Sur l’exécution provisoire
En application de l’article 514 du code de procédure civile, les décisions de première instance sont de droit exécutoires à titre provisoire à moins que la loi ou la décision rendue n’en dispose autrement.
L’article 514-1 du code de procédure civile précise que le juge peut écarter l’exécution provisoire de droit, en tout ou partie, s’il estime qu’elle est incompatible avec la nature de l’affaire.

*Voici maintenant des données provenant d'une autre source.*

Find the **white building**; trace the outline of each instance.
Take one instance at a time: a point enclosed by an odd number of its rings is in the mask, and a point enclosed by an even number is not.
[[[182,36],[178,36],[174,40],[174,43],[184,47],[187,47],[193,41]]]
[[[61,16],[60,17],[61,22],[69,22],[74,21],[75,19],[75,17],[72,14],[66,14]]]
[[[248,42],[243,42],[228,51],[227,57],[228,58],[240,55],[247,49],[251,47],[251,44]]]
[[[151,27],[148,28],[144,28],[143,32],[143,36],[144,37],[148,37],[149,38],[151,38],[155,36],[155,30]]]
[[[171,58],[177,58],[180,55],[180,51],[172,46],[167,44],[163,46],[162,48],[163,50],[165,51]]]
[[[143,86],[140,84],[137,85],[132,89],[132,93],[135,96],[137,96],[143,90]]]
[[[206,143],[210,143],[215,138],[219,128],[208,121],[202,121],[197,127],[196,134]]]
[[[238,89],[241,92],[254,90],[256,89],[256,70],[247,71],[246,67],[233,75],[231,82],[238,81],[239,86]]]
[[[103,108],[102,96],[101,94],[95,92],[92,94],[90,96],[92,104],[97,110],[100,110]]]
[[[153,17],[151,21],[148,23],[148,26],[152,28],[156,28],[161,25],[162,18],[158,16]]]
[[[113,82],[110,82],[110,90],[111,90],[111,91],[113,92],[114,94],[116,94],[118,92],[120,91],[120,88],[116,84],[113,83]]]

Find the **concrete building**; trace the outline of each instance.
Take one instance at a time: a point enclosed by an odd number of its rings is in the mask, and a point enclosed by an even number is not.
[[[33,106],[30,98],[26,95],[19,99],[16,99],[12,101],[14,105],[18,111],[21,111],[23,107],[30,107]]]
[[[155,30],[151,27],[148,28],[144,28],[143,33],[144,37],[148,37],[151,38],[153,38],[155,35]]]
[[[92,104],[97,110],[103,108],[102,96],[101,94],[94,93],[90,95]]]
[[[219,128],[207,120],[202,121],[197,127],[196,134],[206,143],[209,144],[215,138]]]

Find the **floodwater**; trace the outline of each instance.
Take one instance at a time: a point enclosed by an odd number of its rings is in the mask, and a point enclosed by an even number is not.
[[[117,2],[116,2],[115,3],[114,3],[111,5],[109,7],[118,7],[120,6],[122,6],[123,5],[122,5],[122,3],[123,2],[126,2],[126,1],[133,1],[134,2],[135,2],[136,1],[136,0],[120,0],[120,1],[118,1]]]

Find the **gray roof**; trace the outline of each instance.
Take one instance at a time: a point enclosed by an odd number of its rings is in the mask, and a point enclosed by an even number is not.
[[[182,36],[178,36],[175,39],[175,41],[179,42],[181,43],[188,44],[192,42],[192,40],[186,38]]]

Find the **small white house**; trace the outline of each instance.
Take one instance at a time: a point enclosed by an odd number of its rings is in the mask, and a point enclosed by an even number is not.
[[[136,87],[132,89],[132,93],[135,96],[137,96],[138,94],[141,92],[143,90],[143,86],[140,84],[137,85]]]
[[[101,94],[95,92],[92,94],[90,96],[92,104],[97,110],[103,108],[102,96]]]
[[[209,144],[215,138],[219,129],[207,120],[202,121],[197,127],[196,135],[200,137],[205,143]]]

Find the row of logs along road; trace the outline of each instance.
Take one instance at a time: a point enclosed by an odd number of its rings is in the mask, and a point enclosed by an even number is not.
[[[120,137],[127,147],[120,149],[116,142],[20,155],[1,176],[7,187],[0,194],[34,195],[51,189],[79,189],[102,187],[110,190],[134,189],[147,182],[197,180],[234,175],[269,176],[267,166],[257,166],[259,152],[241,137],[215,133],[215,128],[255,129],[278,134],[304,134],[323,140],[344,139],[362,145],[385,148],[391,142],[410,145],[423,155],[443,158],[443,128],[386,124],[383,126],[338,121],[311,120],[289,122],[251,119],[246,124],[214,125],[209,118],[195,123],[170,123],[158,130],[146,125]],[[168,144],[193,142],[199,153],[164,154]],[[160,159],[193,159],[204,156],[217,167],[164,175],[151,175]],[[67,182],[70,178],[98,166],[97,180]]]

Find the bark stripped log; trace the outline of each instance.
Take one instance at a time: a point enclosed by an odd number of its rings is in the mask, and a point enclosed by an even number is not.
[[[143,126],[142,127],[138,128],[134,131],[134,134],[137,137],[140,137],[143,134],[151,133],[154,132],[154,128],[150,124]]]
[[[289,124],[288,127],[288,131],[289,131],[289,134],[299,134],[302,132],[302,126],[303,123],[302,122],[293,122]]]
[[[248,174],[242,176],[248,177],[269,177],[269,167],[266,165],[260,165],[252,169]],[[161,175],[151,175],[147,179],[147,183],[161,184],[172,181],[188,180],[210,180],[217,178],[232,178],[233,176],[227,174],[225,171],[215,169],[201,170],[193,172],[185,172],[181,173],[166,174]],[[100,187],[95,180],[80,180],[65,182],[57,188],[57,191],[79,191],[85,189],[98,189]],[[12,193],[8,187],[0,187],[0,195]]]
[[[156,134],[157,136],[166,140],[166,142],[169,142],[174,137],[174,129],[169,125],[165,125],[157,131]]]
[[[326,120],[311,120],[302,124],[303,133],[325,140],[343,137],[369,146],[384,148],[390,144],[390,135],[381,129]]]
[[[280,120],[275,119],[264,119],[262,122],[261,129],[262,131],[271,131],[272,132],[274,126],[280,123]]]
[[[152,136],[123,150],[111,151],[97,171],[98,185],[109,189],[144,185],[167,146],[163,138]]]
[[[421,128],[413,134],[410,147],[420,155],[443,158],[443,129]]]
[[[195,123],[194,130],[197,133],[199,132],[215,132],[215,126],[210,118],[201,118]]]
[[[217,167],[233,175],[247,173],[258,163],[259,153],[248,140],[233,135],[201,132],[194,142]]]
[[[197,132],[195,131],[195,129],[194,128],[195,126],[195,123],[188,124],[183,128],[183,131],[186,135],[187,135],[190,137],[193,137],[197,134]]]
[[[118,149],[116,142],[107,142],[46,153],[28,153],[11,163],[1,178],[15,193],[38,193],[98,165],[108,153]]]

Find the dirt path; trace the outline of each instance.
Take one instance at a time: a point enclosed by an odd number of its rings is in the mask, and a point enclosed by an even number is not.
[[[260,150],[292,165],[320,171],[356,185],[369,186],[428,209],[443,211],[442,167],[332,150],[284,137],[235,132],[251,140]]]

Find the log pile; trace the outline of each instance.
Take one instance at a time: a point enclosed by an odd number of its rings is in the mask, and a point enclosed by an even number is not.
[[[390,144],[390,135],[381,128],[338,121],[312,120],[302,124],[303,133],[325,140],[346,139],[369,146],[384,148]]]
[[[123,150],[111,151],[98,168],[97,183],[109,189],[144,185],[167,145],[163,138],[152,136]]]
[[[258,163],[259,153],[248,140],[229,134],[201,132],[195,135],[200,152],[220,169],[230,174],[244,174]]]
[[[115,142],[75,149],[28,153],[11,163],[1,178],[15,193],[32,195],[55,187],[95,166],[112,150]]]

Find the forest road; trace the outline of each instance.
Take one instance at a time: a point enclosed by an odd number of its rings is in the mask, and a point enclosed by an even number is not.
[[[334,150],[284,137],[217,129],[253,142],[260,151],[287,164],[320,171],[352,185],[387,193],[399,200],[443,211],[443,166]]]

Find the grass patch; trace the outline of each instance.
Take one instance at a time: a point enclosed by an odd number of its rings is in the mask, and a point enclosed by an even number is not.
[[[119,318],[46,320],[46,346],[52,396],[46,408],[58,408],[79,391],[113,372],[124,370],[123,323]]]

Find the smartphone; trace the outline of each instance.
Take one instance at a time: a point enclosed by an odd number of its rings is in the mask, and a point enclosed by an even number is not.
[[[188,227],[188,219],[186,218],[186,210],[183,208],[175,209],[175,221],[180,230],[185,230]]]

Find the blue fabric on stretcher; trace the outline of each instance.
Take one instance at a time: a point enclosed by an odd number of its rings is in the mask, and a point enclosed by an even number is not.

Il statue, d’office ou à la demande d’une partie, par décision spécialement motivée.
En l’espèce, l’exécution provisoire n’est pas incompatible avec la nature de l’affaire, de sorte qu’il n’y a pas lieu de l’écarter.
PAR CES MOTIFS
Le Tribunal, statuant publiquement par jugement contradictoire rendu en premier ressort par mise à disposition au greffe de la juridiction,
DECLARE la SARL MOUISSET AUTOMOBILE responsable, sur le fondement contractuel, des préjudices subis par Madame [G] [X] et Monsieur [J] [A],
CONDAMNE la SARL MOUISSET AUTOMOBILE à payer à Madame [G] [X] et Monsieur [J] [A] la somme de 948,35 € au titre du coût des réparations du véhicule,
CONDAMNE la SARL MOUISSET AUTOMOBILE à payer à Madame [G] [X] et Monsieur [J] [A] la somme de 3 000 € au titre du préjudice de jouissance,
CONDAMNE la société GROUPAMA D’OC à garantir la SARL MOUISSET AUTOMOBILE de toutes les condamnations prononcées à son encontre dans la présente décision, en ce compris les condamnations aux dépens et au paiement d’une indemnité sur le fondement de l’article 700 du code de procédure civile,
DÉBOUTE Madame [G] [X] et Monsieur [J] [A] de leurs demandes au titre des frais de gardiennage et du préjudice moral,
CONDAMNE in solidum la SARL MOUISSET AUTOMOBILE et la Société GROUPAMA D’OC aux dépens de l’instance en ce compris les frais d’expertise judiciaire,
CONDAMNE in solidum la SARL MOUISSET AUTOMOBILE et la Société GROUPAMA D’OC à payer à Madame [G] [X] et Monsieur [J] [A] la somme de 2.500 € au titre des dispositions de l’article 700 du code de procédure civile,
RAPPELLE que le présent jugement est assorti de l’exécution provisoire de droit.